Mevcut sisteme isyan edenler “Birkaç yıllık evlilik için ömür boyu nafaka ödenir mi” diye soruyor.
Haklılar.
Eğer kendi tercihleri bu zorunluluğu dayatmasa!
Şunu kastediyorum:
Aileler kızlarını gözleri açılmadan evlensin diye küçücük yaşta gelin ediyor. Zaten yetersiz, kariyer planlamasından uzak bir eğitimle, “geleceği olmayan diplomayı” bile zar zor almış.. Çoğu zaman onu da alamamış.. Bilime, çalışmaya değil de nakışa dikişe ve elbette “evliliğe” özendirilmiş kız çocuklarını “gelenek / töre” falan diye para karşılığı veriyor.
Sonra o kız çocukları henüz 20’lerinde “en az üç çocuk” doğurmuş ve doğal olarak -erkekler de ev hanımı istedikleri için!!- çalışma hayatından fersah fersah uzak kadınlara dönüşüyor.
İstatistiklere bakmayın.
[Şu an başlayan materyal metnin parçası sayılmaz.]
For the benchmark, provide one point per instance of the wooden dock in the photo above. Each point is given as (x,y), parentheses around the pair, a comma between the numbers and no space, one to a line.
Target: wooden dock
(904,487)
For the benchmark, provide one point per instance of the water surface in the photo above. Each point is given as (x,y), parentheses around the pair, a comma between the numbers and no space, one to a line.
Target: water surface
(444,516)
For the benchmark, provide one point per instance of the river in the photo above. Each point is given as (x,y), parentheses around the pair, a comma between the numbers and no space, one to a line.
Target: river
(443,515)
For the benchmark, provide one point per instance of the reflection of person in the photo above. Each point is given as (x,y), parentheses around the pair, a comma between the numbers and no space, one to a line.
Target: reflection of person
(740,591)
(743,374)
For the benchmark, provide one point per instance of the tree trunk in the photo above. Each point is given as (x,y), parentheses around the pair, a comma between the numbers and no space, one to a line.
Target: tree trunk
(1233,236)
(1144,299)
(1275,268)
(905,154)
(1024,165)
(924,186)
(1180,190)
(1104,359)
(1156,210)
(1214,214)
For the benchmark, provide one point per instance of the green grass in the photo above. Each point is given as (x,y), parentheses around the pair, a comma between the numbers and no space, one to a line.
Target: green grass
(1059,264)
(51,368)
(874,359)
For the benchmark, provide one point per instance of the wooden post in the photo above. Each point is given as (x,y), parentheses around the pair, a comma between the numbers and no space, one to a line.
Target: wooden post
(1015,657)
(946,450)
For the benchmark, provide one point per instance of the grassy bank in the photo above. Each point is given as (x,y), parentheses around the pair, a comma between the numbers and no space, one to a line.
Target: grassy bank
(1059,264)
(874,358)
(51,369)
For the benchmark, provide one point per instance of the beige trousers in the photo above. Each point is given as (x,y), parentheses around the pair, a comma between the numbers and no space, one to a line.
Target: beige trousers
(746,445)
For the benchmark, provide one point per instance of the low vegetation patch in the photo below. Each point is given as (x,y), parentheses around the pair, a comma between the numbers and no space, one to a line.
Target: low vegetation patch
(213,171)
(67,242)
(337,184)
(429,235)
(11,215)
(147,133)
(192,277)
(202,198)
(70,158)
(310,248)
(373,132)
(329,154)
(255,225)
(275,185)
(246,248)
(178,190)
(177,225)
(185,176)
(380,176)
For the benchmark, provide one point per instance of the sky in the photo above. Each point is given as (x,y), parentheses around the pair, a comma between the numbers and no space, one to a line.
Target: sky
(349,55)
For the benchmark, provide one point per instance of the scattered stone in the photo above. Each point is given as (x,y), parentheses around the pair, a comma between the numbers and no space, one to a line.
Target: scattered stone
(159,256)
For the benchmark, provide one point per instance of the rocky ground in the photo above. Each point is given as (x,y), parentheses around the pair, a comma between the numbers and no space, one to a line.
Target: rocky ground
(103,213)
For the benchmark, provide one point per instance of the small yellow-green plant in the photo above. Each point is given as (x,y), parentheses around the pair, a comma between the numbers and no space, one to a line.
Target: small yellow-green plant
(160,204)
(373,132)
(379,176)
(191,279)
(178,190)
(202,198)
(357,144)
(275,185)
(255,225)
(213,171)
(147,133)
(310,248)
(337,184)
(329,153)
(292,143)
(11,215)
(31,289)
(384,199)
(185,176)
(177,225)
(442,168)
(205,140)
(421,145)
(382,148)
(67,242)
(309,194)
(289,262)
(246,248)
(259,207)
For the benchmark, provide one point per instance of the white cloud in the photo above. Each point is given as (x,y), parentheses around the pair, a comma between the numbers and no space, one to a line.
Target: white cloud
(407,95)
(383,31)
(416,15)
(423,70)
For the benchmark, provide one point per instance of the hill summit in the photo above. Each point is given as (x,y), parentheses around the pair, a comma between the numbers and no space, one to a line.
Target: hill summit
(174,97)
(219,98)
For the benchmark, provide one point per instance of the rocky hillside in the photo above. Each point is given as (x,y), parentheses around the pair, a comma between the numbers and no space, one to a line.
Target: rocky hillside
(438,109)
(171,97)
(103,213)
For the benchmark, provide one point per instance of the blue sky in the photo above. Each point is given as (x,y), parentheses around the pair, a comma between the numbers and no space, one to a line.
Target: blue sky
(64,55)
Gündüz kuşağı TV programlarını izleyince görüyorsunuz ki, çok genç.. mesela
AKP Çağı’nda dünyaya gelmiş olanları bile “Okumam yazmam yok” diyor.
O kadar yok ki, hangi otobüse bineceğini bile başkasına sormak zorunda kalıyor.
İşte o kadınlar günün birinde şu ya da bu nedenle kendisini evlilik kurumu dışında bulunca ne oluyor peki?
Aileleri “Sen gel ama çocuklarına bakamayız” diye dayatıyor mesela.
Ayrıldıkları eşleri, sanki o çocuklar sokakta bulunmuş gibi yok sayıyor.
Kadını böyle bir durumda bekleyen, hiç şüpheniz olmasın beş aşağı beş yukarı aynı:
Eğitimsiz, mesleksiz, tecrübesiz kadınlara tek çıkış kapısı olarak BİR BAŞKA KOCA kalıyor.
Ya da TİKTOK’ta alternatif yolları denemek.
Bu ülkenin kız çocukları köy enstitülerinde hem fen bilimlerini, hem müziği, hem de yemek yapmayı öğrenirdi.
O okulların kapatılmasından bu yana memleketin coğrafyası değil ama kaderi değiştirildi. Şimdi kadın haklarının tabutuna son çiviler çakılıyor.
HÜDA-PAR genel başkanı da cenaze namazı niyetine “bireysel özgürlükten” söz ediyor.
Ve maalesef, Amerikan Dışişleri Bakanı Rubio’nun, basın toplantısına alnına haç çizmiş halde çıkması dünyanın halini anlatırken, bizim işimizin de ne kadar zor olduğunu gösteriyor!